Efforts have been made by the world’s second- and third-largest oil importers to find common ground and energy cooperation is one of the key areas where the two sides can collectively bargain for better prices from producers, the officials added, asking not to be identified.

Following a visit to New Delhi in March by Li Fanrong, deputy chief of China’s National Energy Administration, the two sides created a joint working group on oil and gas. This is the first institutionalised arrangement between the two sides to cooperate in energy though they have several groups on issues such as counter-terrorism and the boundary dispute.

“A meeting between petroleum and natural gas secretary MM Kutty and the vice minister of China’s National Energy Administration, Li Fanrong, was held on March 26 in New Delhi to discuss cooperation in the oil and gas sector,” one of the government officials cited above said.

A person familiar with thinking in official quarters in Beijing said “both sides are closely discussing” cooperation in key areas such as oil purchases. He confirmed these issues had figured in the meeting between Kutty and Li in March.

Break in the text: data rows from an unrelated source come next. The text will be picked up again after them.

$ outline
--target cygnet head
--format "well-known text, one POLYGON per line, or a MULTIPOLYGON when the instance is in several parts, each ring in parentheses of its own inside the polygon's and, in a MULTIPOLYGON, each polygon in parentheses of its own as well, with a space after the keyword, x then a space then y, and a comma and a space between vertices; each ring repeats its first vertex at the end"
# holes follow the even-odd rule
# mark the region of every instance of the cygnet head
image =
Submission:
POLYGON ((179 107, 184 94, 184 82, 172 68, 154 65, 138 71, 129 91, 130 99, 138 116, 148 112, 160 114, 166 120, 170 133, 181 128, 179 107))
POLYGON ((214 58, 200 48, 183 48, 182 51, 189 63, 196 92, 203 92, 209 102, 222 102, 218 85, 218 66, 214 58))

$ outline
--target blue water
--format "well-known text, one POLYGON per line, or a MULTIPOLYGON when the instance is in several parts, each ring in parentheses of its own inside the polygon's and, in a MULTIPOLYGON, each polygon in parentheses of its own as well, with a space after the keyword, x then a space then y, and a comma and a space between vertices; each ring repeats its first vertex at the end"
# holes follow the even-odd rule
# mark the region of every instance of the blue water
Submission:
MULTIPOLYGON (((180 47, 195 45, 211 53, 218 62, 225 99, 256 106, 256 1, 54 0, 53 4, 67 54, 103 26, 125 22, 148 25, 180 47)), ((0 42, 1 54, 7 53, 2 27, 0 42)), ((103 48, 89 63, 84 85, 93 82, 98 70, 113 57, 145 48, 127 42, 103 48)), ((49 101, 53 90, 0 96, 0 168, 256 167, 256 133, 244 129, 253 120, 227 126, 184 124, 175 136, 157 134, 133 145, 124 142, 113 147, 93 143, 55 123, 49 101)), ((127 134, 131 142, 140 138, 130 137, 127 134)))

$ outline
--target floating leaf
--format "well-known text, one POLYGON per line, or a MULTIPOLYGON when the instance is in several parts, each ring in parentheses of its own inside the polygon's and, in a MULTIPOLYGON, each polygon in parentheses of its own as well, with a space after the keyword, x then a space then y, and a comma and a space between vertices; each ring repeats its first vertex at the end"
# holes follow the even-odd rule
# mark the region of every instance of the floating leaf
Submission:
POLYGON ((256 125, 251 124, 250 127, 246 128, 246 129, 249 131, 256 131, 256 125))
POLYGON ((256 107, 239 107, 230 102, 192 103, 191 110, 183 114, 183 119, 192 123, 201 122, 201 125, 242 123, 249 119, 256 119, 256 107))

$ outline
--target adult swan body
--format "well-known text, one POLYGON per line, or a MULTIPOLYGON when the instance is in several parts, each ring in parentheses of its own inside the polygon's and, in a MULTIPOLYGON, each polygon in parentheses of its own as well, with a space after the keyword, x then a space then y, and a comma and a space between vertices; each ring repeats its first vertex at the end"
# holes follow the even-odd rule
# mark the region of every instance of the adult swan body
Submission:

Cooperation in energy has been on the agenda for some time – Kutty visited China last October – but the issue gained steam with the US announcing the end of exemptions to sanctions on Iranian oil imports last month.

Iran is important for the energy security of India and China as it is one of the largest suppliers of crude to the two major economies and the supply disruption due to US sanctions has huge strategic and economic costs for the two countries, Indian officials said on condition of anonymity.

The economic interests of India and China have also been threatened by the Trump administration’s announcement on ending preferential arrangements with India under the Generalized System of Preferences (GSP) programme and raising import duties from 10% to 25% on Chinese goods worth $200 billion. New Delhi and Beijing are coming closer to counter trade barriers created by the US that threaten the two major Asian economies, the officials said.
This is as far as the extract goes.